ACE2-ERA5 Training Workflow (Spatial Decomposition)

This guide provides a complete workflow for training the ACE (AI2 Climate Emulator) model using the ACE2-ERA5 dataset with spatial decomposition (model-parallel) across multiple GPUs and nodes.

Overview

This is the spatial-decomposition counterpart to the vanilla ACE2-ERA5 training workflow. The setup is identical except that:

Training runs across multiple nodes (so we use srun torchrun with a rendezvous endpoint).
The model is split spatially across GPUs along the height and width dimensions via the model distributed backend in FME.
A few FME_DISTRIBUTED_* environment variables control the decomposition.

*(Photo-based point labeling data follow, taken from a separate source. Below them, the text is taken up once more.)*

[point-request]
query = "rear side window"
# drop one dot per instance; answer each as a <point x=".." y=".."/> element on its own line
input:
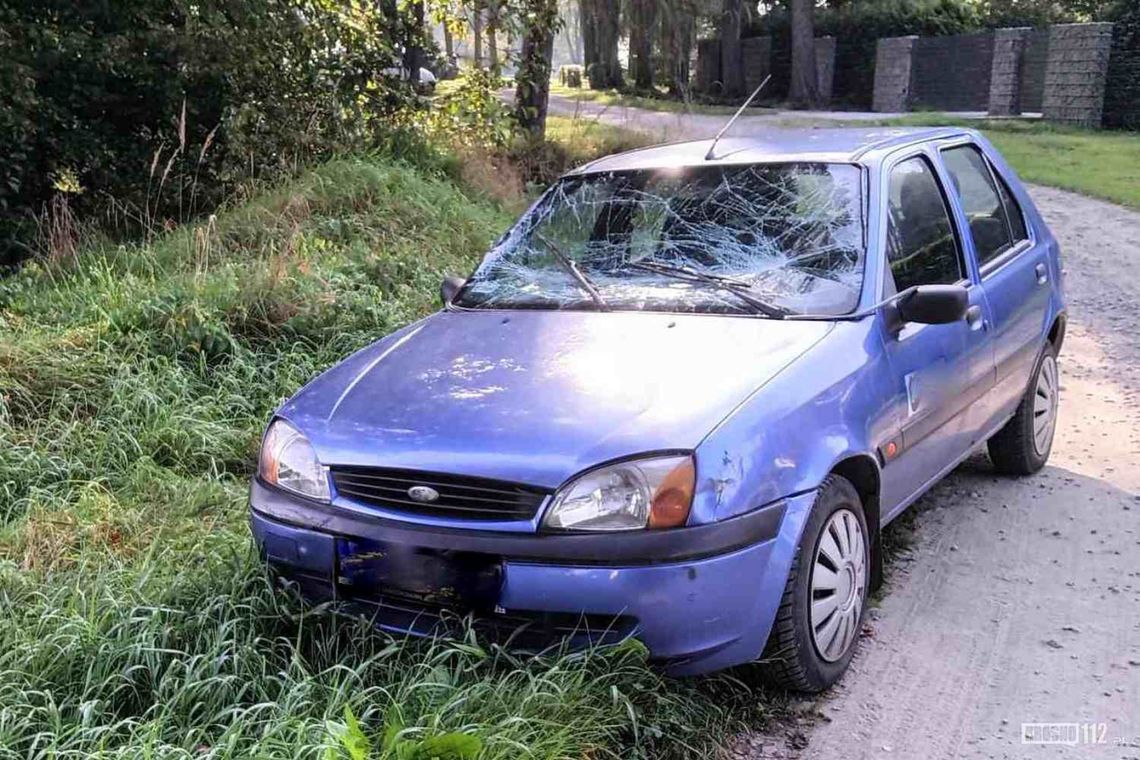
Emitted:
<point x="921" y="247"/>
<point x="990" y="226"/>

If you have not already worked through the vanilla guide, skim it first — the prerequisites, dataset download, uv setup, and Python/setuptools pinning are the same and are not repeated here.

Prerequisites

Access to a multi-node GPU cluster (e.g., pm-gpu)
Storage space for the ACE2-ERA5 dataset
Completed steps 1–6 of the vanilla workflow (clone the code, download the data, install uv, configure cache, pin Python 3.11, pin setuptools<81)

Resources

Code Repository: E3SM-Project/ace
Dataset: ACE2-ERA5 on Hugging Face
Documentation: ACE Training Configuration Guide

How Spatial Decomposition Works

The FME training code supports three distributed backends, selected via the FME_DISTRIBUTED_BACKEND environment variable:

torch (default): pure data parallelism across all GPUs
model: spatial (model) parallelism, splitting the grid by height (H) and width (W)
none: forces non-distributed execution

When FME_DISTRIBUTED_BACKEND=model, you must also set FME_DISTRIBUTED_H and FME_DISTRIBUTED_W. The remaining processes (after spatial decomposition) form a data-parallel dimension.

Sizing constraints

Let NPROCS be the total number of GPUs in the job (i.e. nnodes * nproc_per_node), and let

DATA_DIM = NPROCS / (FME_DISTRIBUTED_H * FME_DISTRIBUTED_W)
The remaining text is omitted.